Wahlhelfer melden ersten Probleme bei der Stimmabgabe

Bereits kurz nach Öffnung der Wahllokale in den Staaten entlang der US-Ostküste haben Wahlhelfer erste Schwierigkeiten gemeldet. So mussten die Wähler in einigen Wahlkreisen in New Jersey auf Wahlzettel aus Papier ausweichen, weil die Wahlmaschinen nicht funktionierten.

Zu einer ersten juristischen Auseinandersetzung kam es im umkämpften Staat Ohio. Dort lehnte es ein Richter am Montagabend ab, in mehrheitlich von Schwarzen bewohnten Stadtteilen die Öffnung der Wahllokale zu verlängern oder zusätzliche Wahlmaschinen aufstellen zu lassen. Geklagt hatte die Nationale Vereinigung für die Förderung Farbiger (NAACP), die erklärte, in diesen Wahlkreisen könne es zu einem Ansturm auf die Wahllokale kommen. Der Richter wies jedoch die Wahlhelfer an zu verbreiten, dass jeder, der bis 19 Uhr in der Schlange stehe, seine Stimme noch abgeben könne.

Europäische US-Wahlbeobachter fühlen sich behindert

Ein Team von europäischen Wahlbeobachtern kritisierte, dass es bei seiner Arbeit zu den US-Wahlen behindert wird.
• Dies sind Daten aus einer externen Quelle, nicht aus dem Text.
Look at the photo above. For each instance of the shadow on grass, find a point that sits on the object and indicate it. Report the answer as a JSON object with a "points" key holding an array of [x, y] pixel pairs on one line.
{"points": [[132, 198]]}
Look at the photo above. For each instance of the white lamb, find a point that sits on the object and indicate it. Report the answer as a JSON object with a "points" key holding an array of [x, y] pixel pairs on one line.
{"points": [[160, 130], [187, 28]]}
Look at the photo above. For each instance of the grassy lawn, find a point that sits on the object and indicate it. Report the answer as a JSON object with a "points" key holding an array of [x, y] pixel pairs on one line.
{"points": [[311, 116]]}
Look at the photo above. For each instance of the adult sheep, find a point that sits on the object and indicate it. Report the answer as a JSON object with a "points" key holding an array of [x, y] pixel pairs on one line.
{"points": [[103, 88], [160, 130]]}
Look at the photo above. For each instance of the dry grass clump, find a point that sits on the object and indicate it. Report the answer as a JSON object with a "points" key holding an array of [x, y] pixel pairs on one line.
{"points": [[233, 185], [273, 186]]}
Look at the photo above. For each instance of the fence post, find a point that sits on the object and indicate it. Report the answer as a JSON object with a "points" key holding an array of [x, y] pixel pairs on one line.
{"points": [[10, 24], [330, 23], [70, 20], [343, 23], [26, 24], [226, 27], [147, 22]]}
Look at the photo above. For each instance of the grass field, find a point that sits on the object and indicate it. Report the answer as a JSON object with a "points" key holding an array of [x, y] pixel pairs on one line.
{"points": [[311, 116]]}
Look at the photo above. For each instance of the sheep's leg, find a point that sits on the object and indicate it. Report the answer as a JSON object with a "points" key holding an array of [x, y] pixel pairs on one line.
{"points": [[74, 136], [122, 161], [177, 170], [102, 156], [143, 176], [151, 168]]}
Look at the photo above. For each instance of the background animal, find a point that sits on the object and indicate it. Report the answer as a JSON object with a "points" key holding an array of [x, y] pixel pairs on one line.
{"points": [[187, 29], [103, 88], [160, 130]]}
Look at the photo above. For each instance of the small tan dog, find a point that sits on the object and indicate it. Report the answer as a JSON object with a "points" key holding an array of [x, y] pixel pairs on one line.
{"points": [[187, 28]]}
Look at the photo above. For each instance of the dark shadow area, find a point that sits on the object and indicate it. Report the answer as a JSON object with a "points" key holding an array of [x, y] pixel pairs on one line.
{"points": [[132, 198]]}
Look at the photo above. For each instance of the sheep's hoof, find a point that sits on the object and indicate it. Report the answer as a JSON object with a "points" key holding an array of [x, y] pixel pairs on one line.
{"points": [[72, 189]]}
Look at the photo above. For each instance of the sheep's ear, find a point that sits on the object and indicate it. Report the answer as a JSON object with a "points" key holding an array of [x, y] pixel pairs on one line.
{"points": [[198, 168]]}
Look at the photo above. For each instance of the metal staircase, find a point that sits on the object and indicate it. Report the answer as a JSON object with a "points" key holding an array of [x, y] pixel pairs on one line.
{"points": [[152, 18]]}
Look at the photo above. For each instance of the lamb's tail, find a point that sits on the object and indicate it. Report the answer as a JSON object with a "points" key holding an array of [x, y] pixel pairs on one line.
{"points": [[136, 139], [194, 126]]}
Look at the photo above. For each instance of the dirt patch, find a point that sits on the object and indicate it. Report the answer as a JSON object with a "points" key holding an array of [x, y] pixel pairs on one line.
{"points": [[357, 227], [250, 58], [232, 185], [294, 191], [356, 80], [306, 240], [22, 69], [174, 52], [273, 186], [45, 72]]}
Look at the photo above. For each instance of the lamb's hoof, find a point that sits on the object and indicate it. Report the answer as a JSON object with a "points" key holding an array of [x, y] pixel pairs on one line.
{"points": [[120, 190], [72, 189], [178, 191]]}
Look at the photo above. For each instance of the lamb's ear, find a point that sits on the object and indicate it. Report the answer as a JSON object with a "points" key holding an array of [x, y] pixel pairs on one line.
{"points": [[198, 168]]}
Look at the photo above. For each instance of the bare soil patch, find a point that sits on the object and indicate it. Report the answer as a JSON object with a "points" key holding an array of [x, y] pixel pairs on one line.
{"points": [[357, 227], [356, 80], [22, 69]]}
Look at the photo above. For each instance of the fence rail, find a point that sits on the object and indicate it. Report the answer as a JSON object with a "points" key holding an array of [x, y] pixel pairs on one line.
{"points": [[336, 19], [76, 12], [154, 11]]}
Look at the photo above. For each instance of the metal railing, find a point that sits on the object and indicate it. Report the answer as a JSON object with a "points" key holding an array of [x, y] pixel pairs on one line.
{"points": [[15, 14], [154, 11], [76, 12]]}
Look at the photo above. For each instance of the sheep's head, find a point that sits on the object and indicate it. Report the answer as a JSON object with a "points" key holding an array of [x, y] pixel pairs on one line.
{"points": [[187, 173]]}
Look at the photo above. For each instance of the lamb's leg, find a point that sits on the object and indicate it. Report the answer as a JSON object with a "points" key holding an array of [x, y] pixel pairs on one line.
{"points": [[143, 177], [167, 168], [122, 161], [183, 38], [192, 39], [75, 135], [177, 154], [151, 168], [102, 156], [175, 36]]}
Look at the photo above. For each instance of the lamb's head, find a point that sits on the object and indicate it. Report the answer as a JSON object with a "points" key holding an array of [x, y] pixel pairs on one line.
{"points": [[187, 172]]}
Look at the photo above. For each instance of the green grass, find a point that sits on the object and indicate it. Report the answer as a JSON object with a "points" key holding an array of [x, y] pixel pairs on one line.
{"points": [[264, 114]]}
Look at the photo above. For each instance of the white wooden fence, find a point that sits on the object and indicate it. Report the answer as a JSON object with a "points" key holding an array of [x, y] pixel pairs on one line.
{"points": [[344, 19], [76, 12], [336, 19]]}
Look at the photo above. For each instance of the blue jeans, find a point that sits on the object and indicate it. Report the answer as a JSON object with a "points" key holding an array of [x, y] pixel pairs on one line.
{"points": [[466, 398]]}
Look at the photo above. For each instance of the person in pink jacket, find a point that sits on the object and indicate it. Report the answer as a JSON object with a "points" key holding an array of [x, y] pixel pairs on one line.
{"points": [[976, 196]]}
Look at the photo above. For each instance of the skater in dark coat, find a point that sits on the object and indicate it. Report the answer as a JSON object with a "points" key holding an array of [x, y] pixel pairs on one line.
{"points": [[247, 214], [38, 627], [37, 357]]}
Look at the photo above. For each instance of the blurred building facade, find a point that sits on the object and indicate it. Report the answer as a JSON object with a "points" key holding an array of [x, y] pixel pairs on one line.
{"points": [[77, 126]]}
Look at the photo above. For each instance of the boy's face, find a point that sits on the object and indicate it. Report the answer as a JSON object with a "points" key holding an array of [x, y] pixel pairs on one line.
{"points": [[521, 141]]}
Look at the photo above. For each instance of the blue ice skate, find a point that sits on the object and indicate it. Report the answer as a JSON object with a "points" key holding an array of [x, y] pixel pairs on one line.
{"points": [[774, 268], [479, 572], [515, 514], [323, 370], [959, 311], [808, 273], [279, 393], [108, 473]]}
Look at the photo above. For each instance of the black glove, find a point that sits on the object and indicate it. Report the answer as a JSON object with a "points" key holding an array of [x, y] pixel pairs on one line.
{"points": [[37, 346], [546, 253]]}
Die Gruppe der Organisation für Sicherheit und Zusammenarbeit in Europa (OSZE), die der deutsche Bundestagsabgeordnete Patrick Meinhardt (FDP) begleitet, hält sich zur Zeit in Fort Lauderdale (Florida) auf. Überrascht erfuhren die Beobachter, dass sie nur ein einziges, von den US- Behörden ausgesuchtes Wahllokal besuchen durften.

"Wir alle halten das für ein inakzeptables Vorgehen", erklärte Meinhardt. "Einer Wahlbeobachterdelegation darf nicht vorgeschrieben werden, welche Wahllokale sie zu besuchen hat, geschweige denn, welche sie nicht besuchen darf." Gerade in Florida, dem Staat, in dem es bei den US-Wahlen im Jahr 2000 zu Unklarheiten gekommen war, hätte habe man sich ein höheres Maß an Sensibilität gewünscht.